Porcupine Binding for NodeJS
Porcupine
Porcupine is is a highly accurate and lightweight wake word engine. It enables building always-listening voice-enabled applications using cutting edge voice AI.
Porcupine is:
- private and offline
- accurate
- resource efficient (runs even on microcontrollers)
- data efficient (wake words can be easily generated by simply typing them, without needing thousands of hours of bespoke audio training data and manual effort)
- scalable to many simultaneous wake-words / always-on voice commands
- cross-platform
To learn more about Porcupine, see the product, documentation, and GitHub pages.
Custom wake words
Porcupine includes several built-in keywords, which are stored as .ppn
files. To train custom PPN files, see the Picovoice Console.
Unlike the built-in keywords, custom PPN files generated with the Picovoice Console carry restrictions including (but not limited to): training allowance, time limits, available platforms, and commercial usage.
Compatibility
This binding is for running Porcupine on NodeJS 10+ on the following platforms:
- Linux (x86_64)
- macOS (x86_64)
- Raspberry Pi (2,3,4)
Web Browsers
This binding is for NodeJS and does not work in a browser.

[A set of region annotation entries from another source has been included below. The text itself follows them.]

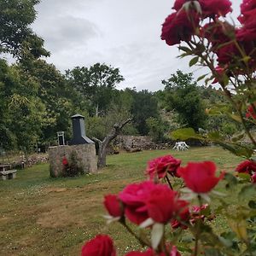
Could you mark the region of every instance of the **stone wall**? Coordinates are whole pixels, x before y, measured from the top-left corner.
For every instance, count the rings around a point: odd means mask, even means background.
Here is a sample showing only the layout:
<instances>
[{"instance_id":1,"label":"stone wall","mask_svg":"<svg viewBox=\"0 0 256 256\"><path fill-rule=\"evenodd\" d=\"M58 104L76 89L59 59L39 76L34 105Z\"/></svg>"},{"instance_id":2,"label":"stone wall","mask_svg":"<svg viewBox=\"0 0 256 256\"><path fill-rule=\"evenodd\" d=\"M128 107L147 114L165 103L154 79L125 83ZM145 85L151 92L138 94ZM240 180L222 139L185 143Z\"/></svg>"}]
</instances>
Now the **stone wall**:
<instances>
[{"instance_id":1,"label":"stone wall","mask_svg":"<svg viewBox=\"0 0 256 256\"><path fill-rule=\"evenodd\" d=\"M49 147L48 150L49 173L51 177L63 176L63 157L69 160L72 154L77 155L77 165L84 173L96 172L97 161L95 144Z\"/></svg>"},{"instance_id":2,"label":"stone wall","mask_svg":"<svg viewBox=\"0 0 256 256\"><path fill-rule=\"evenodd\" d=\"M139 150L166 149L171 148L172 143L154 143L148 136L118 136L114 146L128 152Z\"/></svg>"}]
</instances>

Looking to run Porcupine in-browser? Use the JavaScript WebAssembly binding instead.
Usage
The binding provides the Porcupine class. Create instances of the Porcupine class to detect specific keywords.

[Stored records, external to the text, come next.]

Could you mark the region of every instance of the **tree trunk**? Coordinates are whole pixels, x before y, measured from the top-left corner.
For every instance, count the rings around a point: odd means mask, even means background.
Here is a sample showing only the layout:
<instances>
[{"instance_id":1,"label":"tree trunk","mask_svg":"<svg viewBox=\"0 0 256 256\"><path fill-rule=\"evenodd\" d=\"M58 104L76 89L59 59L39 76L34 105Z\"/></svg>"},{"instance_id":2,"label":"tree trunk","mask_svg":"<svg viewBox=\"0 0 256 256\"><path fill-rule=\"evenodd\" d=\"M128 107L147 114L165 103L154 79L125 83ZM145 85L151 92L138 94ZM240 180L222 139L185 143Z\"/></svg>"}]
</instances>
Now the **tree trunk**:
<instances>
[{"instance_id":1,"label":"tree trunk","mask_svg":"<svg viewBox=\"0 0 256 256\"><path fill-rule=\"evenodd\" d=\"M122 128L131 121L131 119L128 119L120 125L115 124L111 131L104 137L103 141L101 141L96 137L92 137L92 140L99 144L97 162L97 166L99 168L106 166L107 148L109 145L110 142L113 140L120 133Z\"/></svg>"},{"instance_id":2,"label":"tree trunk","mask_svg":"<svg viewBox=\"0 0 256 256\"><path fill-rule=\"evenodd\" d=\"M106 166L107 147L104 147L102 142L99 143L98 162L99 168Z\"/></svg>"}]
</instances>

Quick Start: Built-in keywords
The built-in keywords give a quick way to get started. Here we can specify that we want to listen for the wake words "grasshopper" and "bumblebee" with sensitivities of 0.5 and 0.65, respectively. Since Porcupine can listen to many keywords, they are provided as an array argument.

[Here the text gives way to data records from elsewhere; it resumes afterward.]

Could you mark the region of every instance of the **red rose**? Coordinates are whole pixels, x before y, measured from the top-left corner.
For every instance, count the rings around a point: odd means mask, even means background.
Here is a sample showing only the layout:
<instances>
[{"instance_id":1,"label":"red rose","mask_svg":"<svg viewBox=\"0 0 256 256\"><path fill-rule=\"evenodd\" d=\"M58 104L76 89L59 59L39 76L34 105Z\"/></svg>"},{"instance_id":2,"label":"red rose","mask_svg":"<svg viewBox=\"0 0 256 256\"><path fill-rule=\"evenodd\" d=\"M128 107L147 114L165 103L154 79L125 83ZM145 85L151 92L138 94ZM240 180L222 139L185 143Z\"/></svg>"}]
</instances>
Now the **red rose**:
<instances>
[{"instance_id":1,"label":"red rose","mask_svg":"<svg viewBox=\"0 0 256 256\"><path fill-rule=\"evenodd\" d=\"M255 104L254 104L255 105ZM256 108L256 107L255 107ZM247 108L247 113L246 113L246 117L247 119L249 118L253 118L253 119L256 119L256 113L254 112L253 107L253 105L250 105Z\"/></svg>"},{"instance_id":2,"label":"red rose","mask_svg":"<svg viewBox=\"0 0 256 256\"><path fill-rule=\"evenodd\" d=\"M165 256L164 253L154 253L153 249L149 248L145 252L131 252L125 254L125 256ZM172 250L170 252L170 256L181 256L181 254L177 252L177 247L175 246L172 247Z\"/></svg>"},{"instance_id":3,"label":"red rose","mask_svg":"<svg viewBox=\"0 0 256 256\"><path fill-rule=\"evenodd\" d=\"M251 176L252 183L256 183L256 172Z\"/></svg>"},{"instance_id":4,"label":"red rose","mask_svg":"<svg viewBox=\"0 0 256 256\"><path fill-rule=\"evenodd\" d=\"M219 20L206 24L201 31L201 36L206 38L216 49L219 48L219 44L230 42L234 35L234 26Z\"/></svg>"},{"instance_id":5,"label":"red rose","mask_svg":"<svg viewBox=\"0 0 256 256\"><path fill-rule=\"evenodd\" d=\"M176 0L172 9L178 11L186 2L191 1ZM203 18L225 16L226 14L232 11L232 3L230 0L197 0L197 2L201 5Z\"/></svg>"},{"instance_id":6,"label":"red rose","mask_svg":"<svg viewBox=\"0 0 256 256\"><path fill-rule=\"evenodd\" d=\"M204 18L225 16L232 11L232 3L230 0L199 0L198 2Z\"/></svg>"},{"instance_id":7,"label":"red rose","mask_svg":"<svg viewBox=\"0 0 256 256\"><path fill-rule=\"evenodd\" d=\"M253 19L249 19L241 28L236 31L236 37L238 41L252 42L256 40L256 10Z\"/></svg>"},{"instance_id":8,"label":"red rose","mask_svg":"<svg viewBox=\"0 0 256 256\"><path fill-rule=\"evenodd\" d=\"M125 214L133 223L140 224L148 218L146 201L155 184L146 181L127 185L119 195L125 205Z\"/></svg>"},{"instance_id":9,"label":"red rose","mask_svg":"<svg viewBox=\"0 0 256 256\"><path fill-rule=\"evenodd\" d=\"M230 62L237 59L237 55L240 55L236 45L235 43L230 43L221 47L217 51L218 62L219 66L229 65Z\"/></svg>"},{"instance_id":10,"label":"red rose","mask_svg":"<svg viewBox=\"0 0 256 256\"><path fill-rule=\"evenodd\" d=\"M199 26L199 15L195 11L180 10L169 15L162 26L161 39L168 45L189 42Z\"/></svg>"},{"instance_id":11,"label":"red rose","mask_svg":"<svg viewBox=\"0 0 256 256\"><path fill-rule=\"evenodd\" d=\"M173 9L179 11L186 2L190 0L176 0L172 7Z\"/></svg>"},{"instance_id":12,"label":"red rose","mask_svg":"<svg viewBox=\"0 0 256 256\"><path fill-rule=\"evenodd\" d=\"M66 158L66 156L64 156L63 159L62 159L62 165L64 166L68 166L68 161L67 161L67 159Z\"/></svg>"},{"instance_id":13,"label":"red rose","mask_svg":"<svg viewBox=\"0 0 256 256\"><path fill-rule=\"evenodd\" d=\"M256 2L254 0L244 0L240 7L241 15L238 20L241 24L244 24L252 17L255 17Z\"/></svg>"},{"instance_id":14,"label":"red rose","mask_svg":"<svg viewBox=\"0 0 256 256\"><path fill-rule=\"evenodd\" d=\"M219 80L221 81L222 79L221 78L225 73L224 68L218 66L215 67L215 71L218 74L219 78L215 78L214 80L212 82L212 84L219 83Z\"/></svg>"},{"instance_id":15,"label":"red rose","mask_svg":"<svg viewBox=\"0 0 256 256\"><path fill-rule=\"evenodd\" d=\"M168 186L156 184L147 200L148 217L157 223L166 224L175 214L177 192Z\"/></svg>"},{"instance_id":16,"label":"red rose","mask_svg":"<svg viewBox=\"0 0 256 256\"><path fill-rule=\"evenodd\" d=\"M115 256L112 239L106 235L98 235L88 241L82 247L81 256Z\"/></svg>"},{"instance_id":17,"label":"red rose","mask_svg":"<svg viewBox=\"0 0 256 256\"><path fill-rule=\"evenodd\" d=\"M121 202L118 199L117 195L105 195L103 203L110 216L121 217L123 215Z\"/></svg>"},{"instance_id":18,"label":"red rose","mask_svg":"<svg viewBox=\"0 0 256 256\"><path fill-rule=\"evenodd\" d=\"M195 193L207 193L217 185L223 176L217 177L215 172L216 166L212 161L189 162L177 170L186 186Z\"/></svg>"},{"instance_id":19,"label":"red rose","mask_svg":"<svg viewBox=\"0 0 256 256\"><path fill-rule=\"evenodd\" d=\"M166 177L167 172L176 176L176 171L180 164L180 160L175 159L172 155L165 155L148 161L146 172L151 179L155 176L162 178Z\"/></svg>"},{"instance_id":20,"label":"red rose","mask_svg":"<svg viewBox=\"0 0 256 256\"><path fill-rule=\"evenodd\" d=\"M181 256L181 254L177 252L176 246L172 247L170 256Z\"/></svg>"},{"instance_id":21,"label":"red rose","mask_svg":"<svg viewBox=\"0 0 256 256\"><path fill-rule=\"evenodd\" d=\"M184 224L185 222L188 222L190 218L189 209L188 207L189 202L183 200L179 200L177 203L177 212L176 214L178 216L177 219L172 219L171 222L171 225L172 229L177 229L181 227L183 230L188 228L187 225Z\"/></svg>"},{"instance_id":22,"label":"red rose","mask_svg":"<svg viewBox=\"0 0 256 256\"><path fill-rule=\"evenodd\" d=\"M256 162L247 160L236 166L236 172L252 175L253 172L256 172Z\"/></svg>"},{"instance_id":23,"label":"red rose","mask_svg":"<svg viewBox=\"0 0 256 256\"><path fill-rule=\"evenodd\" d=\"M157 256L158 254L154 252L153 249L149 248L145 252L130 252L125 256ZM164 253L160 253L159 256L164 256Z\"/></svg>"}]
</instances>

const Porcupine = require("@picovoice/porcupine-node");
const {
GRASSHOPPER,
BUMBLEBEE,
} = require("@picovoice/porcupine-node/builtin_keywords");
let handle = new Porcupine([GRASSHOPPER, BUMBLEBEE], [0.5, 0.65]);
// process a single frame of audio
// the keywordIndex provies the index of the keyword detected, or -1 if no keyword was detected
let keywordIndex = handle.process(frame);
List of built-in keywords
- ALEXA
- AMERICANO
- BLUEBERRY
- BUMBLEBEE
- COMPUTER
- GRAPEFRUIT
- GRASSHOPPER
- HEY_GOOGLE
- HEY_SIRI
- JARVIS
- OK_GOOGLE
- PICOVOICE
- PORCUPINE
- TERMINATOR
Custom keywords
Providing an array of strings instead of the built-in enums allows you to specify an aboslute path to a keyword PPN file:
let handle = new Porcupine(["/absolute/path/to/your/keyword.ppn"], [0.5]);
Override model and library paths
The Porcupine constructor accepts two optional positional parameters for the absolute paths to the model and dynamic library, should you need to override them (typically, you will not).
let handle = new Porcupine(
keywordPaths,
sensitivities,
modelFilePath,
libraryFilePath
);
Using the bindings from source
Unit Tests
Run yarn
(ornpm install
) from the binding/nodejs directory to install project dependencies. This will also run a script to copy all of the necessary shared resources from the Porcupine repository into the package directory.
Run yarn test
(or npm run test
) from the binding/nodejs directory to execute the test suite.